Junior Team Member QC Job At Cipla
A leading pharmaceutical organization is hiring a Junior Team Member – QC in Baddi, Himachal Pradesh. This QC Job role focuses on SOP preparation, pharmacopoeia updates, GMP documentation, and regulatory compliance to ensure high-quality standards in pharmaceutical quality control operations. Graduates seeking B Pharma jobs or Pharma Jobs can apply now.
- Job Title: Junior Team Member – QC
- Location: Baddi, Himachal Pradesh, India
About the Company
The organization operates in the pharmaceutical sector with a strong focus on regulatory compliance, quality control excellence, and adherence to global pharmacopoeia standards.

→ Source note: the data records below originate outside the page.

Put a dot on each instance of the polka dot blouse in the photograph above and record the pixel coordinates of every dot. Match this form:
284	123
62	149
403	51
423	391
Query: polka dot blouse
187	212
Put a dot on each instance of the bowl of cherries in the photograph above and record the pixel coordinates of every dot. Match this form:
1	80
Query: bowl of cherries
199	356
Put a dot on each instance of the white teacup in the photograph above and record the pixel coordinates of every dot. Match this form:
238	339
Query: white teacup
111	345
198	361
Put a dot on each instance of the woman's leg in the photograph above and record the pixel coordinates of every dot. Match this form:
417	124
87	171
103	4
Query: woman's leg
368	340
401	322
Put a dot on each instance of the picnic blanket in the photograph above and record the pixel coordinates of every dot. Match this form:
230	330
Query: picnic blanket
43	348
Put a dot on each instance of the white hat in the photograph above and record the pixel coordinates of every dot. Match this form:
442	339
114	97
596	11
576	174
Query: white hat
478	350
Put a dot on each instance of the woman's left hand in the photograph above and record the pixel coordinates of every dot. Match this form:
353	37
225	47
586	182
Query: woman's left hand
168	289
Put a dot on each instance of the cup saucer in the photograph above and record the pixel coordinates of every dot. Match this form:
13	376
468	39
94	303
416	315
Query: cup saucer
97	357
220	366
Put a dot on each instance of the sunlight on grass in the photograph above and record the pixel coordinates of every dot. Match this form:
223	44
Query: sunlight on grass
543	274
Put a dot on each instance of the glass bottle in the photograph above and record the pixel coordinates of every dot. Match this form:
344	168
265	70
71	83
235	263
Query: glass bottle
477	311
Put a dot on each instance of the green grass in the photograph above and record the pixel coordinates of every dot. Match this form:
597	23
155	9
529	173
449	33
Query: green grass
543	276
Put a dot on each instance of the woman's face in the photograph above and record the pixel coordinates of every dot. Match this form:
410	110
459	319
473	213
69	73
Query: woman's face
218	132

The QC department works closely with CDC, QA, RA, R&D, IPD, and cross-functional teams to ensure document integrity, harmonization, and compliance across multiple units.
Key Responsibilities
- Prepare, update, and review SOPs, specifications, policies, and operating documents.
- Prepare and revise corporate documents, including general analytical methods.
- Review applicable pharmacopoeia and guidelines and implement QC job-related updates.
- Review instrument calibration data with respect to operating documents.
- Review new/revised monographs as per the current pharmacopoeia.
- Monitor pharmacopoeia updates and ensure timely implementation in quality control functions.
- Escalate non-conformances to avoid operational delays.
- Maintain system integrity by updating documentation and deviations on CipDox for the QC Job team.
- Maintain accurate online documentation and supporting records.
- Issue documents and bound books while maintaining issuance logs.
- Execute harmonization and simplification of documents across units.
- Coordinate with cross-functional teams (CFTs) for process standardization, which is a core QC Job activity.
- Ensure 100% implementation of pharmacopoeia updates after receiving supporting data.
- Achieve finalization of at least 80% of documents within defined timelines.
Educational Requirements
-
B. Pharma
Skills Required
- 1–3 years of experience in the QC department of a pharmaceutical organization is essential for this QC Job.
- Knowledge of the latest regulatory standards and compliance norms.
- Strong understanding of pharmacopoeia requirements and updates.
- Familiarity with cGMP requirements, which are key for anyone holding a QC Job title.
- Experience in SOP preparation and documentation control systems.
- Good coordination and communication skills with cross-functional teams.
- Ability to manage timelines and handle documentation under pressure is vital in any QC job.
Why This Job Role?
This QC Job role provides hands-on exposure to pharmacopoeia compliance, GMP documentation systems, and regulatory quality standards. It is ideal for QC professionals looking to strengthen their expertise in documentation control, compliance management, and cross-functional coordination within a regulated pharmaceutical environment. Graduates seeking B Pharma jobs or Pharma Jobs can apply now.